The northern town and port of St Sampson is known locally as the Bridge. Guernsey by GWS Robinson (published by David & Charles, Newton Abbott, 1977) describes how it was given this name as follows:
The only other harbour is St Sampson’s. It occupies what was once the eastern end of the Braye du Valle, a narrow salt-water channel which runs from St Sampson’s church to the Grand’ Havre, and at one time divided from he mainland of Guernsey an island measuring about 2 miles by 1 1/2 miles known as the Clos du Valle. The Braye was reclaimed during the Napoleonic wars, and the Clos now forms simply the northernmost section of Guernsey.
The road at the back of the harbour is still called The Bridge. The land was drained at the start of the 1800s. Work to reclaim it began in 1839 and continued until the end of the century.

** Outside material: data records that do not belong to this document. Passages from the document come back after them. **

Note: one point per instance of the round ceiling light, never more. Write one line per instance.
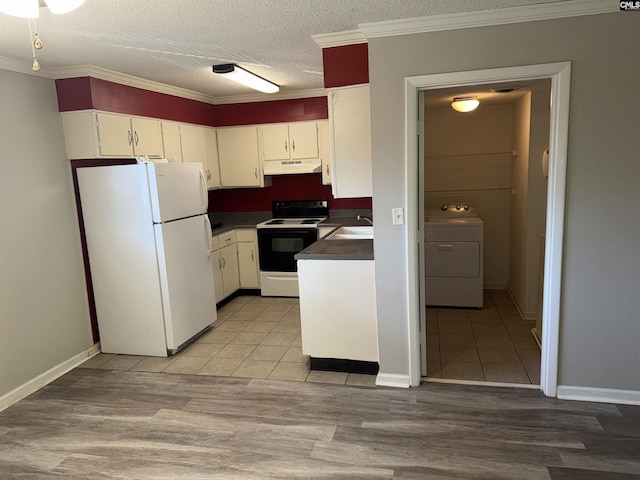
(465, 104)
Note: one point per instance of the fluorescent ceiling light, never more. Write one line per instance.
(242, 76)
(31, 8)
(465, 104)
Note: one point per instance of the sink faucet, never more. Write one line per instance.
(364, 217)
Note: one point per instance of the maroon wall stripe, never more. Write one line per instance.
(74, 94)
(294, 110)
(346, 65)
(283, 187)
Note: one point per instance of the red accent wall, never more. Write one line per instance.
(283, 187)
(346, 65)
(87, 92)
(294, 110)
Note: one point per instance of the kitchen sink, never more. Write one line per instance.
(352, 233)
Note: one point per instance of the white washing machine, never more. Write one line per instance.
(453, 256)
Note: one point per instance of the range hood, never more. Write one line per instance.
(285, 167)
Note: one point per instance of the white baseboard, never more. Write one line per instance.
(593, 394)
(393, 380)
(50, 375)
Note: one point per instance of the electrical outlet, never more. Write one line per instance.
(398, 216)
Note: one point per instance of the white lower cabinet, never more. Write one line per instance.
(338, 309)
(224, 255)
(248, 258)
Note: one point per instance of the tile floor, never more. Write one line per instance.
(492, 344)
(254, 337)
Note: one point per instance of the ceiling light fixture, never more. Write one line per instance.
(465, 104)
(244, 77)
(31, 8)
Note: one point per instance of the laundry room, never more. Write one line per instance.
(485, 166)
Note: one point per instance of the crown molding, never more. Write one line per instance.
(20, 66)
(129, 80)
(338, 39)
(485, 18)
(261, 97)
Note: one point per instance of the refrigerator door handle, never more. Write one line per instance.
(207, 234)
(205, 195)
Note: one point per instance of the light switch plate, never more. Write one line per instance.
(398, 216)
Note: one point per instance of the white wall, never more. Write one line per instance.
(44, 316)
(600, 331)
(520, 199)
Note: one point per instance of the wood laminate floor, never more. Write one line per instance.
(115, 424)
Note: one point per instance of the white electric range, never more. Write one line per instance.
(293, 228)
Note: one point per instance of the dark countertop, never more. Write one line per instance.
(320, 250)
(338, 250)
(231, 221)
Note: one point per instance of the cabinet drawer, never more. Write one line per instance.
(228, 238)
(452, 259)
(246, 235)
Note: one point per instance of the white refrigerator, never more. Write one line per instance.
(149, 247)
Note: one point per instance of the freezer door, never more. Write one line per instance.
(178, 190)
(186, 278)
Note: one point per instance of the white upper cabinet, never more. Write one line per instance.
(213, 169)
(171, 141)
(289, 141)
(90, 134)
(350, 123)
(239, 157)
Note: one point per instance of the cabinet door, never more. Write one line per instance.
(303, 137)
(194, 144)
(230, 273)
(218, 284)
(275, 141)
(171, 141)
(349, 115)
(114, 135)
(147, 137)
(213, 169)
(248, 264)
(239, 158)
(324, 145)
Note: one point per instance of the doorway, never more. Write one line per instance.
(559, 73)
(488, 162)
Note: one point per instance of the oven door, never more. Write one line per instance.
(277, 247)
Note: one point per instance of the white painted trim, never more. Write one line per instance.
(605, 395)
(485, 18)
(480, 384)
(559, 127)
(393, 380)
(50, 375)
(338, 39)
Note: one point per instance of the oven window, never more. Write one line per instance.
(287, 245)
(277, 247)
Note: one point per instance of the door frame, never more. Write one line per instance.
(560, 75)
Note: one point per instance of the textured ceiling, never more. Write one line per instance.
(175, 42)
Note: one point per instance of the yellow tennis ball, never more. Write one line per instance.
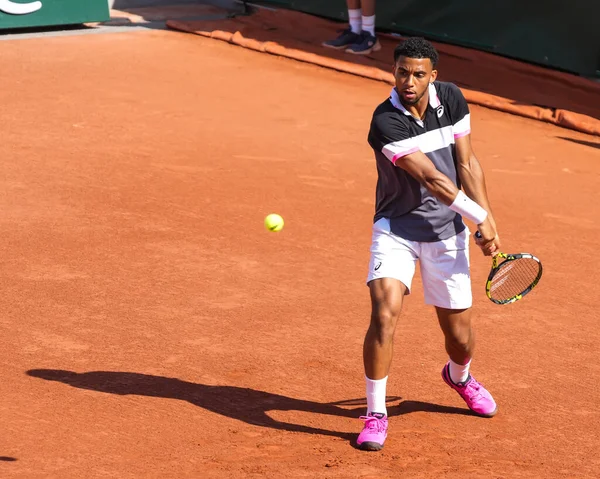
(274, 222)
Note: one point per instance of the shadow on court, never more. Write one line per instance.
(246, 405)
(591, 144)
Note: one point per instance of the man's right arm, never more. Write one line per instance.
(394, 141)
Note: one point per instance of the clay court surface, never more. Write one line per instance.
(151, 327)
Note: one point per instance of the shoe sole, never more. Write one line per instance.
(490, 414)
(374, 48)
(371, 446)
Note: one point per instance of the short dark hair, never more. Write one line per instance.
(416, 47)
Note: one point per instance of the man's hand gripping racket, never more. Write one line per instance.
(513, 278)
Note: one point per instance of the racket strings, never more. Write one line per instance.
(513, 278)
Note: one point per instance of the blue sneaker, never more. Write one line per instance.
(343, 40)
(365, 44)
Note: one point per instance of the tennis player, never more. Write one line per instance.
(421, 139)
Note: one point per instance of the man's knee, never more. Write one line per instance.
(383, 323)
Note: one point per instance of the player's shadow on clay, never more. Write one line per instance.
(246, 405)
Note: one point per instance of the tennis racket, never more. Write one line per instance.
(512, 276)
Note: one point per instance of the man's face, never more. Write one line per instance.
(413, 76)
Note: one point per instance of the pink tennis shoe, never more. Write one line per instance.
(478, 398)
(374, 433)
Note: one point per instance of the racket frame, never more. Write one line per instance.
(496, 267)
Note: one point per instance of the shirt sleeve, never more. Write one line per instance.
(459, 111)
(391, 137)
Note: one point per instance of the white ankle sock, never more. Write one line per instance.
(376, 390)
(355, 20)
(458, 372)
(368, 24)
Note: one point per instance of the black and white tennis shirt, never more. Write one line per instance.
(414, 213)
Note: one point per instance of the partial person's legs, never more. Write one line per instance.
(367, 42)
(460, 344)
(352, 34)
(386, 303)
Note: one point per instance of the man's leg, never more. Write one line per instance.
(386, 303)
(460, 340)
(446, 278)
(460, 343)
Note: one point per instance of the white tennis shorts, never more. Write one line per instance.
(445, 268)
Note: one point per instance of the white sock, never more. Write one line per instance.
(458, 372)
(376, 395)
(355, 20)
(368, 24)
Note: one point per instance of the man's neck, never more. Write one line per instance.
(418, 110)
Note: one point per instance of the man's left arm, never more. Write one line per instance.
(471, 174)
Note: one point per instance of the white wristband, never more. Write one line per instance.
(466, 207)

Although not as large as the harbour at St Peter Port, St Sampson can accommodate sizeable vessels and was once a centre of shipbuilding on the island — particularly the building of ships used in exporting stone from the island’s quarry.
At first glance, St Sampson appears fairly industrial, primarily on account of the power station situated there, but it’s not far from Vale Castle and has good views of Herm on clear days. St Sampson parish is home to a school, sports ground, BBC Guernsey and the island’s prison.
St Sampson is also the name of the parish in which the town of St Sampson resides. This parish is split into two with the larger part sitting on the east coast and a smaller, entirely detached offshoot on the west. They are separated by the Vale parish.